I'm not surprised that consumers in America are spending 10 percent more than in 2009, according to a study by Mint.com. After reading a recent article by CNNMoney about the spending data, I checked my budget records and found I'm spending 30 percent more than I did during the 2009 Great Recession.
Some of the spending increase can be attributed to what I call rebellion spending or frugal fatigue. I just got tired of putting off purchases and rarely treating myself. But some of it is due to the increase costs of food, gasoline and other products.
According to the Mint.com data, the average household spent about $4,200 per month in the first quarter of 2013 compared to about $3,800 in 2009.

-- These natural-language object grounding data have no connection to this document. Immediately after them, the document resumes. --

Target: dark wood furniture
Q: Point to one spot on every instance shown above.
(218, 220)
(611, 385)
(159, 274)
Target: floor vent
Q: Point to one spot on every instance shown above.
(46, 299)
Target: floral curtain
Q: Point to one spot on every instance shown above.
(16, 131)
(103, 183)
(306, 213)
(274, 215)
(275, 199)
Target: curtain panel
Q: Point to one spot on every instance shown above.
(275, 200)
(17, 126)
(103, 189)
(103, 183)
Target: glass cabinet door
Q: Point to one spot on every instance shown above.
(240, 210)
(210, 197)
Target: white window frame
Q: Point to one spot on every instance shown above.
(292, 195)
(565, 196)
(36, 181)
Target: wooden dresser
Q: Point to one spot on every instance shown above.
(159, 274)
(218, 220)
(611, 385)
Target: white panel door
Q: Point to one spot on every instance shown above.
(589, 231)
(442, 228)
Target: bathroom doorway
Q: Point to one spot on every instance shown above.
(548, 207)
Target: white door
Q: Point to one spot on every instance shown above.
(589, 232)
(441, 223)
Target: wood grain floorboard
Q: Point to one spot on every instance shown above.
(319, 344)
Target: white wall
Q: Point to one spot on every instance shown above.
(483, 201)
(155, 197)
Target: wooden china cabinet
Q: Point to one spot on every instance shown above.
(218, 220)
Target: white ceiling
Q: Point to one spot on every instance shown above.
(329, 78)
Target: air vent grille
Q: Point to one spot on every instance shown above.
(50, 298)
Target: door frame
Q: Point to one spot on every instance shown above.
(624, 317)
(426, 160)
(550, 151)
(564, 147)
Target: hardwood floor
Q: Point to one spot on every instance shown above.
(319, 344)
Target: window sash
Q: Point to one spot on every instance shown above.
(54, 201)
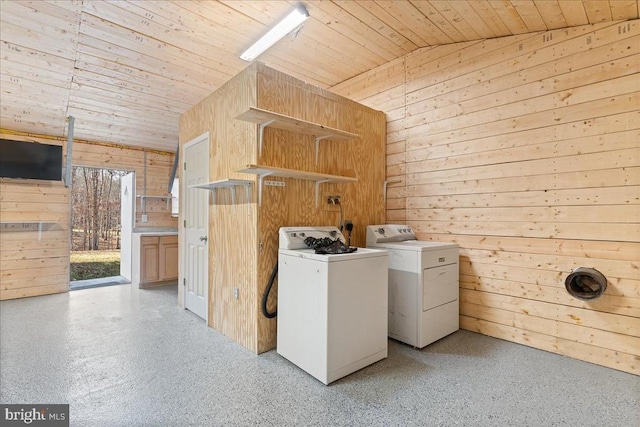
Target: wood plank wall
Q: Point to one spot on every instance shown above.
(31, 267)
(243, 246)
(525, 151)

Shelling out more for staples
Consumers are spending 17 percent more at the grocery store or about an average of $316 a month. I am spending about $500 a month on groceries because I shop at Whole Foods and health food stores. I also shop organic and specialty products at the grocery store around the corner. During the recession, I avoided shopping at high-ender grocers.
Eating out again
I recently went to dinner at a restaurant that I only saw during the lunch hours during the Great Recession. I was only willing to pay for the $6.99 lunch special when money was tight. Now, I find myself loosening up. According to the study, average households spent $212 a month on fast food, restaurants and coffee shops. Consumers are spending 11 percent more on eating out compared to 2009. My budget tracking reveals I'm spending about $400 a month on eating out. People 36 and younger are actually spending 40 percent more on eating out.
Becoming more charitable
The study showed that Americans' charitable donations are up almost 50 percent compared to 2009. I have always respected churches and other organizations that discourage people from paying with credit cards or going into debt in order to make a donation. I feel more comfortable about making donations or giving gifts now that the economy is improving. The average monthly donations jumped from $73 to $107, according to the report. I've never tracked our charitable donations since we don't itemize our taxes or receive a tax break for donations. I typically give out of our discretionary fund.
Other areas that where our spending has loosened include furniture and appliances. We put off not just renovating our home, but performing necessary maintenance and upkeep. We went back to paying for the termite and pest control service as well as making improvements to the landscaping.
Even though I'm spending 30 percent more, I'm not making 30 percent more. In fact, my income has decreased since 2009 since I've received both temporary and permanent pay cuts. Still, we are not getting into debt. I think we cut back so much during the recession out of fear that we were living almost too far below our means. Now, we are at a comfortable place where we can spend more without feeling as though we are jeopardizing our financial security.